Boeing will be able to start turning the page on the 737 MAX crisis, the United States having authorized the aircraft to fly again on Wednesday, almost two years after it was immobilized on the ground following two accidents that killed 346 people in within five months.

• Read also – Boeing 737 MAX: Ottawa will wait before giving its approval

Several changes will need to be made to devices before they can be returned to service.

The Federal Aviation Agency (FAA), the air regulator in the United States, also specifies in a press release Wednesday that it still has to approve the training necessary for pilots before any flight of the Boeing 737 MAX in the sky American.

“It has been a long and grueling road to this decision,” FAA Director Steve Dickson said in a video accompanying his decision. “But we said from the start that we would take the time we needed to get it right. We have never been guided by time, we have followed a methodical and deliberate process “.
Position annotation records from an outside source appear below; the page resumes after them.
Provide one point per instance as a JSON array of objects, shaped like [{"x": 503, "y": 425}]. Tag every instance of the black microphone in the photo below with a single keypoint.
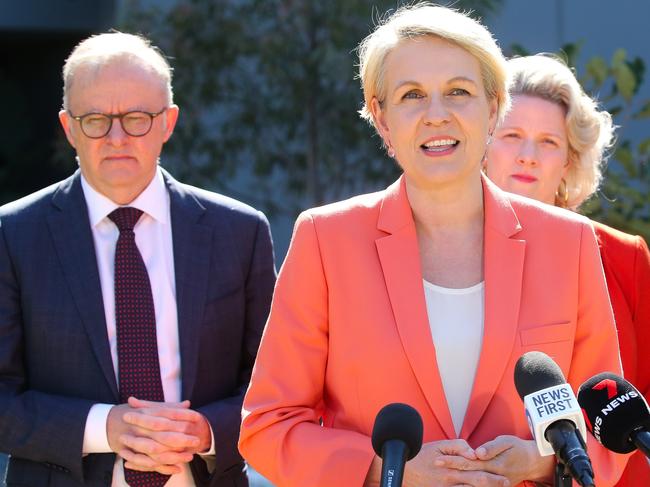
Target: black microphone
[
  {"x": 553, "y": 414},
  {"x": 396, "y": 438},
  {"x": 617, "y": 414}
]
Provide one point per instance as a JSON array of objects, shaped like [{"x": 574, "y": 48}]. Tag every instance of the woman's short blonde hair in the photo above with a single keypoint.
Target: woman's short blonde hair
[
  {"x": 101, "y": 50},
  {"x": 589, "y": 130},
  {"x": 425, "y": 19}
]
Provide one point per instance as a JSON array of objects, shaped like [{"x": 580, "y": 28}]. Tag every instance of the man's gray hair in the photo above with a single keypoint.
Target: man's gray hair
[{"x": 102, "y": 50}]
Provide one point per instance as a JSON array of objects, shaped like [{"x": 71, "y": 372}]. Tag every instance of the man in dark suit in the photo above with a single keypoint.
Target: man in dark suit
[{"x": 131, "y": 305}]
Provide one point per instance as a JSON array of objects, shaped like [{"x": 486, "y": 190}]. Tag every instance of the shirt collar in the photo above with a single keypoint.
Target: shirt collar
[{"x": 154, "y": 201}]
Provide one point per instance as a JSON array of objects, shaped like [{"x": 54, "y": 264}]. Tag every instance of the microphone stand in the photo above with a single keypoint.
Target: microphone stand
[{"x": 562, "y": 476}]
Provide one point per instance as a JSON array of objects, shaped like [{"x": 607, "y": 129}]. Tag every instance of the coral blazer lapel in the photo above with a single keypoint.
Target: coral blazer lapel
[
  {"x": 400, "y": 262},
  {"x": 503, "y": 272}
]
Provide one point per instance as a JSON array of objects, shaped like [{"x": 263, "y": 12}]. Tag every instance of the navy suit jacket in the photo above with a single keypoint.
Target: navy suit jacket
[{"x": 55, "y": 361}]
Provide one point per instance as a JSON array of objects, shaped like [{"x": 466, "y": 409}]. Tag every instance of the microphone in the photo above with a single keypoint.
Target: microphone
[
  {"x": 396, "y": 438},
  {"x": 553, "y": 414},
  {"x": 616, "y": 412}
]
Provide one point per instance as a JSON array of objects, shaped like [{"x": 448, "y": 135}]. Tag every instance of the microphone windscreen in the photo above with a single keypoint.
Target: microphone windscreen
[
  {"x": 398, "y": 421},
  {"x": 613, "y": 408},
  {"x": 535, "y": 371}
]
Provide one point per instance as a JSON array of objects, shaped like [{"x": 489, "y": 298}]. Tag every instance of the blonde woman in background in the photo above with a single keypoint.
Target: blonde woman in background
[
  {"x": 428, "y": 292},
  {"x": 550, "y": 147}
]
Mr. Dickson himself flew the plane on a test flight in September.

Airlines will also have to carry out maintenance work on planes stationed on airport tarmacs since March 2019.
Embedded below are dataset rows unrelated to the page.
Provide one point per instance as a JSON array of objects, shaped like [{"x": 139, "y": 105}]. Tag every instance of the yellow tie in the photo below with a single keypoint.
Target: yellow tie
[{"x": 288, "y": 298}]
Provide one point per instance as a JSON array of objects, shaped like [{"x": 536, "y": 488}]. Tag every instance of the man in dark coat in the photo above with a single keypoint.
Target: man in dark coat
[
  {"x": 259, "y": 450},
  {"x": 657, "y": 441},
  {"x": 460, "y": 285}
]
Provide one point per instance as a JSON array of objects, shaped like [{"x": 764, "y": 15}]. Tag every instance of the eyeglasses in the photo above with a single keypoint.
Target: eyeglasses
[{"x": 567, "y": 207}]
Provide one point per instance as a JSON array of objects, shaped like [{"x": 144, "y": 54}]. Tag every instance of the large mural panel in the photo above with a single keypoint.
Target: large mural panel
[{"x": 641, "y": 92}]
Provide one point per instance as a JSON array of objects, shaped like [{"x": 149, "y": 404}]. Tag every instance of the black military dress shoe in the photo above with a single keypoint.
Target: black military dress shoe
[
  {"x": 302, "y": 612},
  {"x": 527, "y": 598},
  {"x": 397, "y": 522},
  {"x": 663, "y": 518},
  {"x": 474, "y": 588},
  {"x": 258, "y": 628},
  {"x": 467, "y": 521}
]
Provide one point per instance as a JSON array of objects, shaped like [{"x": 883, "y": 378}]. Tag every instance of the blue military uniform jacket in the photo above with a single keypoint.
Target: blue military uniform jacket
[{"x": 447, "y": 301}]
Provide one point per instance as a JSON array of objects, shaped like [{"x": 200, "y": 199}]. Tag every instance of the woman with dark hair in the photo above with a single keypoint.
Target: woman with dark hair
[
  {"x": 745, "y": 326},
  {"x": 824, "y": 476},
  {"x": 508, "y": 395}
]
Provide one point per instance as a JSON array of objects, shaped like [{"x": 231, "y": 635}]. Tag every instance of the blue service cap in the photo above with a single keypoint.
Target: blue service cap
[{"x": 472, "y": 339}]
Planes stored at Boeing will need to be inspected by an FAA inspector before being sent to customers.

The company American Airlines has nevertheless already planned a flight at the end of December, on a link between Miami and New York.

The 737 MAX, which was Boeing’s sales engine before its setbacks, will not immediately return to the global sky: the civil aviation authorities of other countries have decided to carry out their own own certification.
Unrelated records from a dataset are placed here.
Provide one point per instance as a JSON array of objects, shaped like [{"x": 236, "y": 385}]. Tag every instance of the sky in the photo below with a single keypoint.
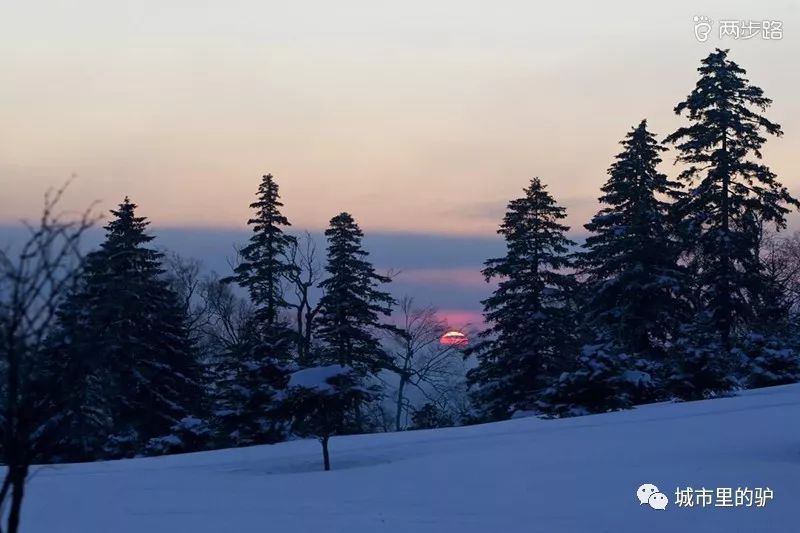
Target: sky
[{"x": 421, "y": 118}]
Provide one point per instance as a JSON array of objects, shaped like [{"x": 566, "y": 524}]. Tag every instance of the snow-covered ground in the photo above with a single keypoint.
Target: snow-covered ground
[{"x": 525, "y": 475}]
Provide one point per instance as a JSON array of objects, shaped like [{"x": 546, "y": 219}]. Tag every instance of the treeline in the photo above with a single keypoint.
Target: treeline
[
  {"x": 142, "y": 354},
  {"x": 681, "y": 291}
]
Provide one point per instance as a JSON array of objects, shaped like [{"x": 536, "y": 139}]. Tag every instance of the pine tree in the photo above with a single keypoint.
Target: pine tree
[
  {"x": 633, "y": 283},
  {"x": 771, "y": 347},
  {"x": 264, "y": 266},
  {"x": 253, "y": 371},
  {"x": 730, "y": 192},
  {"x": 349, "y": 315},
  {"x": 530, "y": 315},
  {"x": 125, "y": 341},
  {"x": 351, "y": 308}
]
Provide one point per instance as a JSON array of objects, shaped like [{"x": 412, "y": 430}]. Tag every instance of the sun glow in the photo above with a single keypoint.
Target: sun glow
[{"x": 454, "y": 338}]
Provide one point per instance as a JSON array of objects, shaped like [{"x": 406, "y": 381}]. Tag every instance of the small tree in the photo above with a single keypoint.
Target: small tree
[{"x": 319, "y": 399}]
The decision of the FFA is an “important step”, reacted Boeing in a statement, ensuring to be ready to work with the regulators around the world for a rapid return to service.

“These events and the lessons we learned from them reshaped our business and focused more on our core values ​​of safety, quality and integrity,” said CEO David Calhoun, quoted in the statement.

Return complicated by the pandemic

The Boeing 737 MAX will return to an area hit hard by the COVID-19 pandemic.

With financially struggling airlines and sluggish traffic, Boeing lost a total of 393 orders in the first ten months of the year.

However, the Seattle-based manufacturer will be able to resume deliveries, which will allow it to be paid and replenish its coffers. It currently has 450 devices in stock.

The biggest change to be made to the planes will be the MCAS flight control software, which pilots on the flights of Lion Air on October 29, 2018, and Ethiopian Airlines on March 10, 2019, have failed to master.

Other software also needs to be changed, as does the repositioning of some cables.

The crisis will have been deep for the company.

Dennis Muilenburg, boss of Boeing at the time of the accidents, left in December 2019 after several months of friction with the FAA. Mr. Dickson notably criticized the group for an “unrealistic” restart schedule.

Boeing estimates for now that the 737 MAX crisis cost it around $ 20 billion: $ 11.3 billion due to the direct and indirect costs associated with the production of the aircraft itself and the suspension of its manufacture for several months and 8.6 billion related to compensation offered to airlines.

“It’s a floor,” remarks Michel Merluzeau of the AIR firm.

The immobilization of the devices on the ground also resulted in “two lean years in terms of the maintenance services associated with it”, underlines the specialist.

Even if it is sometimes complicated to quantify them, one must add the costs related to the damage to the reputation of the group and the sums that the builder will pay to the families of the victims.

In addition, the company is unlikely to sell as many 737 MAXs as it initially hoped.